Su questo particolare metodo e sulle sue ricadute tangibili sul corpo accademico si soffermano quindi le altre ricerche della collettanea. In primo luogo, torna il richiamo al presente, l’attualità palpabile, crepitante, del Parini pedagogista e teorico e, di rimando, della ‹sua› Accademia. Non pensiamo soltanto alle riflessioni di Rossana Ruscio («Salubrità dell’aria: quando l’individuazione del tema diventa pensiero», pp. 79–86), ma pensiamo anche all’iniziativa interdisciplinare e transmediale del «Divertissement neoclassico» di Elisabetta Longari: un progetto didattico che riesplora e, insieme, quasi mette in crisi il nostro concetto di (neo)classico, affidato agli spazi e agli strumenti espressivo-espositivi di generazioni figlie – anche inconsapevoli? – del postmoderno (per tutti i dettagli: pp. 163–182 e Tavole). In secondo luogo, il binomio Parini/Brera stimola la curiosità verso la nuova ratio studiorum, fra tradizione e rimodulazione (Aristotele e Orazio su tutti, come già chiarito a inizio libro, e poi Du Bos, Batteux, Chompré, Pope …).

Anzitutto, il corpo-Accademia. Vale a dire: il contesto in cui Parini immette e, anche, rimodella la propria visione estetico-educativa. Abbiamo «Accademie, portici, barbe» di Chiara Nenci, (pp. 49–66) e la ricerca di Raffaella Pulejo («Giuseppe Parini, un’idea di Accademia» pp. 67–78), a chiarire il senso semantico-progettuale sotteso all’Accademia e alla definizione di Belle Arti (vd. le fondamentali pp. 67–68, 70 e 74); abbiamo quindi alcuni sondaggi di taglio più settoriale, dei casi-studio se vogliamo, come quelli portati da Bartesaghi e Cassani. In «Giuseppe Parini: l’apoteosi degli eroi nei soggetti per artisti» (pp. 87–103), Paolo Bartesaghi si muove fra l’ambito teatrale e privato (quello delle dimore signorili come Palazzo Belgioioso) sulle tracce di un’iconografia pittorica e di una mitologia che, se non sapienziali (troppo severamente graviniana, verrebbe da dire, se intesa in questo senso), sono sicuramente un codice esemplare, in cui simboli e idola realizzano un sistema etico, un monito, nel concreto di forme misurate e leggibili (vd. principalmente le pp. 88 e 100). Varietà, proporzione, armonia e simmetria sono invece i lemmi-chiave dello studio di Alberto Giorgio Cassani («Ut poësis architectura.
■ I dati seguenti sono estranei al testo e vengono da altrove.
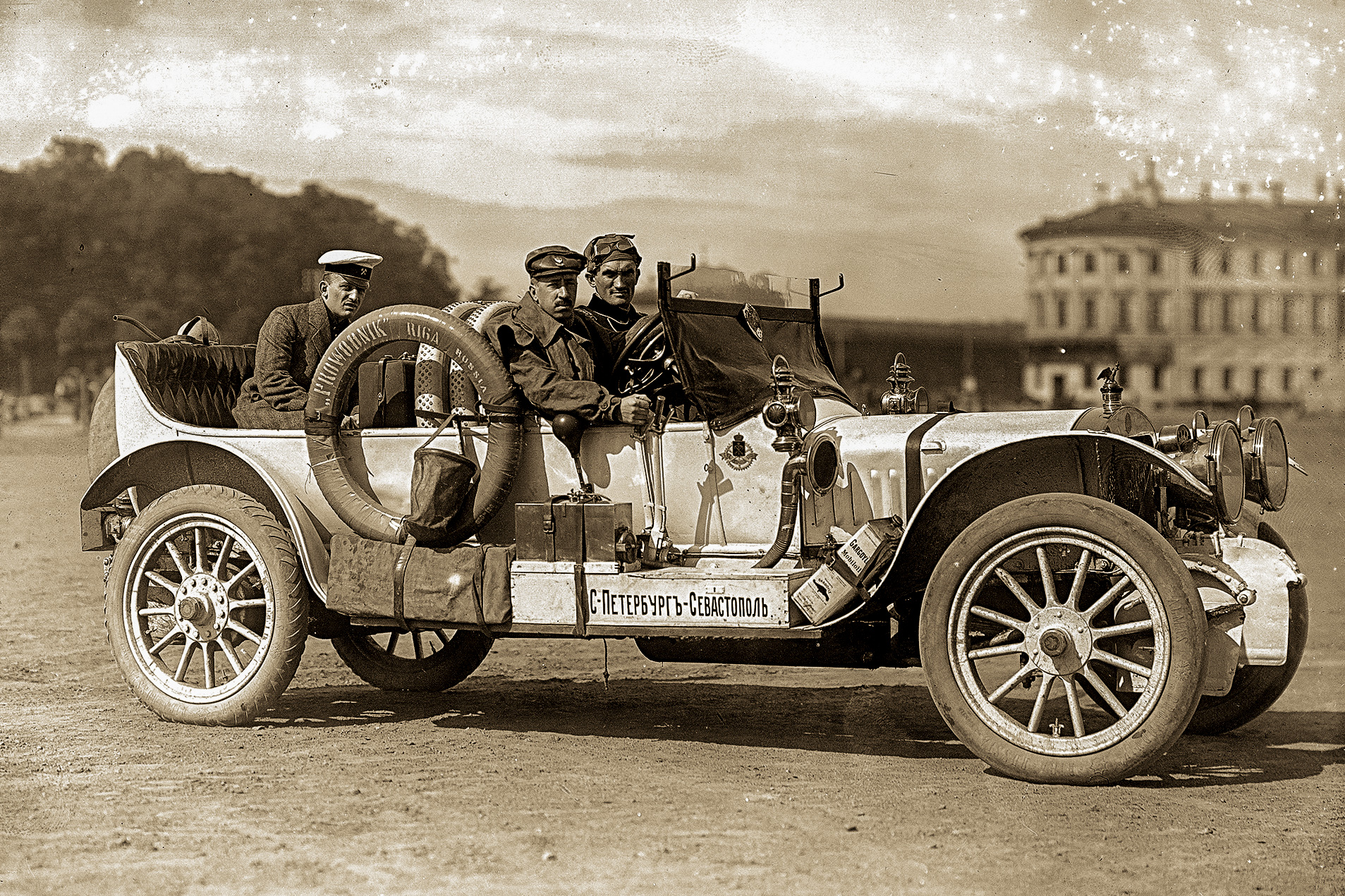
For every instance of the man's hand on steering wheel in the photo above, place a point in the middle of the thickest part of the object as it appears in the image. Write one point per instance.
(634, 410)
Note sull’arte del costruire nell’opera di Giuseppe Parini», pp. 107–132: categorie frequentemente richiamate nella teorizzazione del testo poetico, esse tornano nel sistema organico delle Belle Arti, ivi compresa l’architettura, l’organizzazione razionale e specchiata (perché misurata, etica) dello spazio e dell’agire, a cui Cassani dedica un’attenta interpretazione (vd. soprattutto le pp. 116–125).
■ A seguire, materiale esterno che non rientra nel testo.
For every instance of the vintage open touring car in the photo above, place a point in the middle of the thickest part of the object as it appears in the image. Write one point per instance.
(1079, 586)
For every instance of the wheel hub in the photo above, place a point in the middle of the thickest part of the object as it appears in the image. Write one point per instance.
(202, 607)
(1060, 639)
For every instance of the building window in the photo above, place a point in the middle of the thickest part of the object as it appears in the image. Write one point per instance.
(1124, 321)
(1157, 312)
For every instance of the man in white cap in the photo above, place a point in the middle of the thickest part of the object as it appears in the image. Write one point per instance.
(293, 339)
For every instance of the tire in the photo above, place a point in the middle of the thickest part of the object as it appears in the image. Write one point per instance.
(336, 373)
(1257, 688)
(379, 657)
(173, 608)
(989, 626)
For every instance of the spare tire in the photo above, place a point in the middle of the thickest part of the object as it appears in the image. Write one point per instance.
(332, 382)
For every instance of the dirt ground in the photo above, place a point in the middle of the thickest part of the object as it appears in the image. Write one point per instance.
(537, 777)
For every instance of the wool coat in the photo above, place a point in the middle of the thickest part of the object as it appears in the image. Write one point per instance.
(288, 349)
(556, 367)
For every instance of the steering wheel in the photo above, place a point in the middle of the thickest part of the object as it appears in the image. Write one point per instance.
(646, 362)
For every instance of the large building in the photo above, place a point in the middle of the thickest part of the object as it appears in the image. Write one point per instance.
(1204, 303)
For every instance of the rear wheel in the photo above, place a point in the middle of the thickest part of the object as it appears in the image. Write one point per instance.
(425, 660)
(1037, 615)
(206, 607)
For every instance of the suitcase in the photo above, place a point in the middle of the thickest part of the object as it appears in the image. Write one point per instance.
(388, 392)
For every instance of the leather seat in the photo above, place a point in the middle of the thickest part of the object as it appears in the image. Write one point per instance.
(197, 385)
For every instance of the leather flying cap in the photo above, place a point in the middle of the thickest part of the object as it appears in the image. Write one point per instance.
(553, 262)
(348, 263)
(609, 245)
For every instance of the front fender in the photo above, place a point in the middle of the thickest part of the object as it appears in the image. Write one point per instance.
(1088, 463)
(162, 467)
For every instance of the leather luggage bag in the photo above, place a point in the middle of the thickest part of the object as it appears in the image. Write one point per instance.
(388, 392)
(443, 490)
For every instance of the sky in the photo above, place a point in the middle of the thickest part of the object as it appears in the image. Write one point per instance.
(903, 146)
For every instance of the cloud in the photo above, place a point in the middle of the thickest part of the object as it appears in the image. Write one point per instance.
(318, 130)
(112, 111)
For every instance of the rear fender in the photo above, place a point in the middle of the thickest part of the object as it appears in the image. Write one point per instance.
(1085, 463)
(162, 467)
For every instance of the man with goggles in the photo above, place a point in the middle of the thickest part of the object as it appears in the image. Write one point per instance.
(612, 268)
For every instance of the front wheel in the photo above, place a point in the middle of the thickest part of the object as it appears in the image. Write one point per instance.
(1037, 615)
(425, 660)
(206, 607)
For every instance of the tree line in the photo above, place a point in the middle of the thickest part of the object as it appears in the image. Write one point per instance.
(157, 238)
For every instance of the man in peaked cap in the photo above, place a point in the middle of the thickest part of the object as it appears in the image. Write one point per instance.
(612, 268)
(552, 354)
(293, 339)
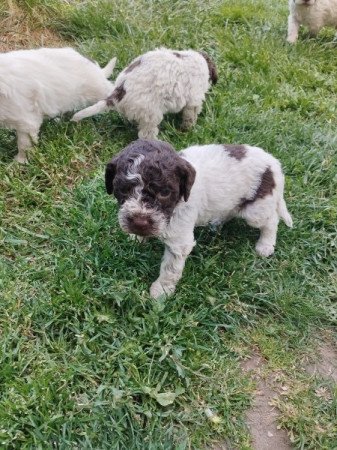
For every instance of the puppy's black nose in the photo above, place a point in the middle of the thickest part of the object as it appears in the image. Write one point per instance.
(140, 221)
(141, 225)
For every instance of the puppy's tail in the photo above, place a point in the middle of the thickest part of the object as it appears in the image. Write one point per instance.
(284, 213)
(97, 108)
(108, 69)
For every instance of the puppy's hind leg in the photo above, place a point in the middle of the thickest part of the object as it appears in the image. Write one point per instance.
(25, 141)
(262, 214)
(148, 129)
(190, 116)
(293, 28)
Infine, il profilo del Parini docente, che emerge soprattutto negli studi di Francesca Fedi e Riccardo Donati. Con «Un professore di «garbo socratico»: ancora su Parini e Brera» (pp. 37–48), Fedi ricostruisce l’avvicendarsi delle esperienze didattiche di Parini e ne sottolinea, tra fonti primarie e secondarie, sia il metodo socratico-interrogativo sia i pilastri tematici (restano in questo senso di singolare importanza le pp. 41–45, ove si delineano progetto, ideali pedagogici, concetto di corpo collettivo). Sempre inteso a indagare il modus pariniano è lo studio di Donati, «Un legislatore artistico nella comunità degli uomini. Note sull’estetica e la pedagogia di Parini» (pp. 133–144). Il contributo di Donati, forte del testo delle Lezioni e delle testimonianze collaterali (prima fra tutte quella di Reina, imprescindibile) ricostruisce, con gli opportuni agganci di contesto, termini e contenuti complessivi dell’impianto didattico pariniano, che appare fondato sull’esercizio retorico-stilistico («l’Arte di Dire sarà l’unica in grado di produrre quegli effetti di pathos capaci di apportare emozioni non corrive, di dar voce agli impulsi psico-fisici garantendo al contempo le esigenze del ‹buongusto›», p. 136), quindi aperto ad applicare tale principio a ciascun singolo medium secondo l’inossidabile sinergia di tecnica e ispirazione («coincidenza in unum di estro e calcolo, meditazione e percezione dinamica della realtà», p. 137) e, in conclusione, pienamente ‹moderno›, perché «volto al profitto del consorzio civile» (p. 141).